Bölgede demografik plan uygulanıyor
Saldırıların amacının Efrîn’den göçertilen insanların geri dönme umudunu bitirmeye yönelik olduğunu vurgulayan Cûdî, “Ancak halk ısrarlı, ne yapılırsa yapılsın, her gün bölge bombalansa da direnmekten vazgeçmeyecek. Bu direniş Efrîn’e dönene kadar devam edecek” dedi. Şehba’da son 4 yılda Türkiye ve desteklediği grupların eliyle birçok katliam yapıldığını belirten Cûdî, bu katliamlarda birçok çocuk ve kadının yaşamını yitirdiğini kaydetti. Bölgede yaşayan halkların daha önce bölgeye dönük gerçekleşen saldırılardan ders çıkardığını belirten Cûdî, “Bu halk düşman gerçeğini tanımış durumda. Daha önce yapılan saldırılardan ders çıkarmış durumda. Halk düşmanını iyi tanıyor. Efrîn, Gre Spî, Serekanî’de yaşananlar gözler önünde. İşgal bölgesinde neler yaptıklarını takip ediyoruz. Bölgede demografik bir değişiklik yapma arayışı var. Suriye’nin başka yerlerinden getirilen insanlar işgal bölgelerine yerleştiriliyor” dedi.

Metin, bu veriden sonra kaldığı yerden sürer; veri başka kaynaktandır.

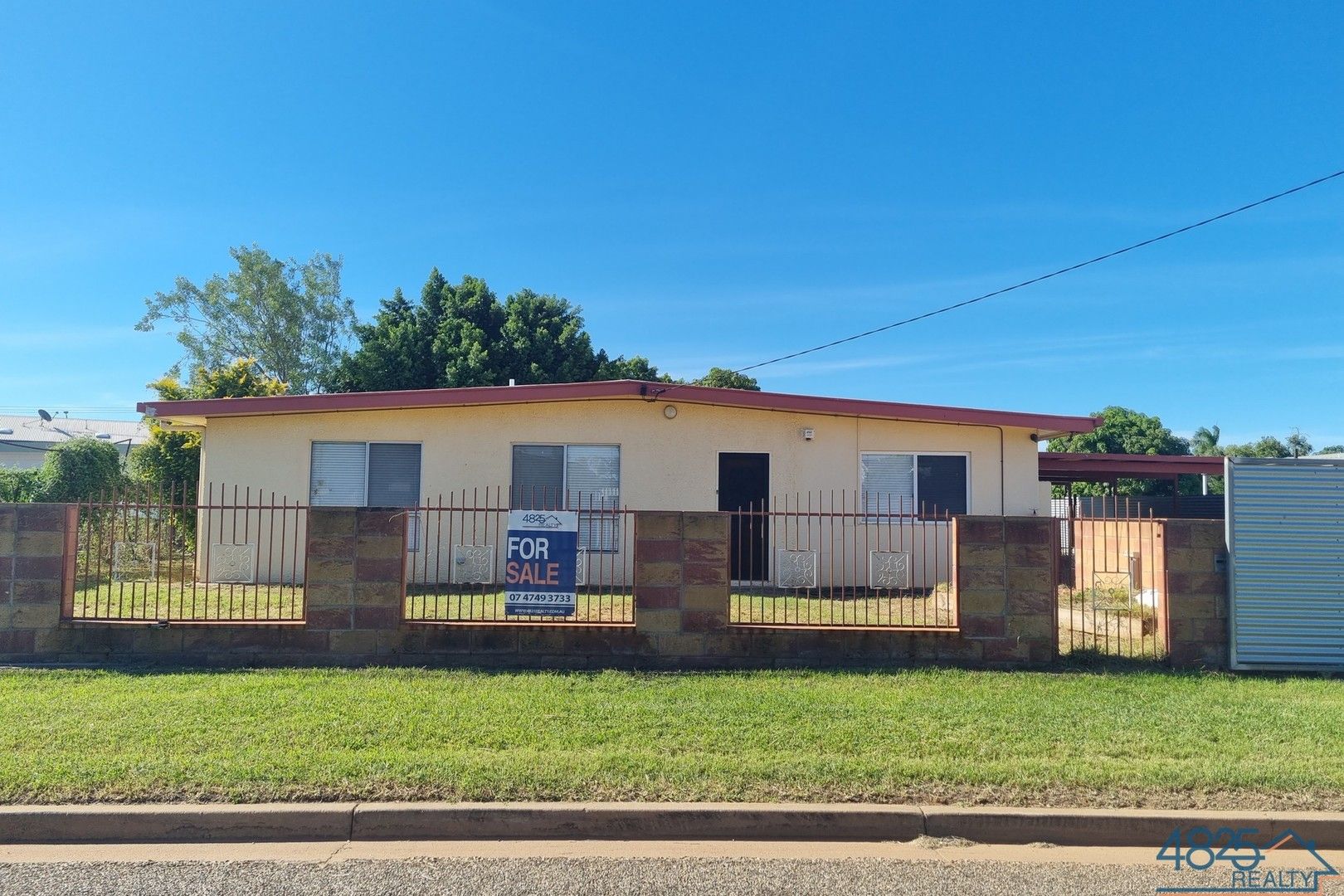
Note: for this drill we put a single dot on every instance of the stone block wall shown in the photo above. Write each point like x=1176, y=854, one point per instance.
x=1198, y=605
x=34, y=559
x=682, y=581
x=355, y=592
x=1006, y=587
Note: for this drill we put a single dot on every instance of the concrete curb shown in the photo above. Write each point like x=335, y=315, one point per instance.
x=175, y=824
x=275, y=822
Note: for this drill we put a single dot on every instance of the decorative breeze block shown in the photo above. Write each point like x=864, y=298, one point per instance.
x=233, y=563
x=474, y=563
x=889, y=568
x=796, y=568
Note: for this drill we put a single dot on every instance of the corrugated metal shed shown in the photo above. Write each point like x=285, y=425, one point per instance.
x=1285, y=535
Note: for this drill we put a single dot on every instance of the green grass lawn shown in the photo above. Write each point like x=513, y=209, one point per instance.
x=158, y=599
x=1142, y=739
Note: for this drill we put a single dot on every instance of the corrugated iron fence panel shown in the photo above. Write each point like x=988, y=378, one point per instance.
x=455, y=553
x=1285, y=536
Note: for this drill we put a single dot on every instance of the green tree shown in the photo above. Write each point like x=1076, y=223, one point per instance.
x=1205, y=441
x=80, y=469
x=21, y=486
x=286, y=314
x=169, y=461
x=1125, y=431
x=1298, y=445
x=1264, y=446
x=466, y=336
x=463, y=334
x=723, y=377
x=628, y=368
x=544, y=342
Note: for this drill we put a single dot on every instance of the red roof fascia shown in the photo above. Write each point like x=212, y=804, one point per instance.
x=611, y=390
x=1105, y=466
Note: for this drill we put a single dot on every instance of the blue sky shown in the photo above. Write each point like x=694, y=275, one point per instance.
x=713, y=183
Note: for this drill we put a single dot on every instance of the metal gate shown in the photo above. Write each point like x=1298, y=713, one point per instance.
x=1285, y=538
x=1110, y=582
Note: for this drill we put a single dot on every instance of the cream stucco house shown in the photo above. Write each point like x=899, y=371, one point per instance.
x=622, y=444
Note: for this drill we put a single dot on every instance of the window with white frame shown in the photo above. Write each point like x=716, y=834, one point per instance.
x=572, y=477
x=894, y=483
x=364, y=475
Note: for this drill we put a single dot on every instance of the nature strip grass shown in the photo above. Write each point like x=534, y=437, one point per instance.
x=1140, y=739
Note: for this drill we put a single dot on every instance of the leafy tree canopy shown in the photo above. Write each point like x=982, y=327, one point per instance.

Şehba halkı devrimci bir halk savaşına hazır
Türkiye’nin “yeni Osmanlı hayalleri” olduğuna değinen Cûdî, AKP’li Cumhurbaşkanı Tayyip Erdoğan’ın bölgeye dönük saldırı açıklamalarında “Güvenli bölge oluşturma planları”ndan söz ettiğini hatırlatarak şunları söyledi: “İşgal ettikleri hiçbir bölgede güvenlik adına bir şeyden bahsetmek mümkün değil. İşgal ettikleri bölgelerde 4 yıldır bir gün dahi suçsuz geçmiyor. Her gün insanlığa karşı suçlar işleniyor. Erdoğan son iki haftadır saldırı tehditlerini artırdı. Erdoğan seçim endeksli kullandığı mültecileri seçimden önce Suriye’ye göndererek bir kazanç elde etmek istiyor. Ancak halk yapılan bombardıman ve ambargo altında kendi öz gücü ile örgütleniyor. Şehba halkı devrimci bir halk savaşına hazır. Burada şehit anneleri var; ‘biz çocuklarımız olmadan yaşayabiliriz ama topraklarımız olmadan asla’ diyorlar. Efrîn halkı Şehba’da direniyor, uluslararası güçler artık Türkiye’nin yaptığı hukuksuzluklara sessiz kalmamalı ve yaptıkları karşısında ondan hesap sormalıdır.”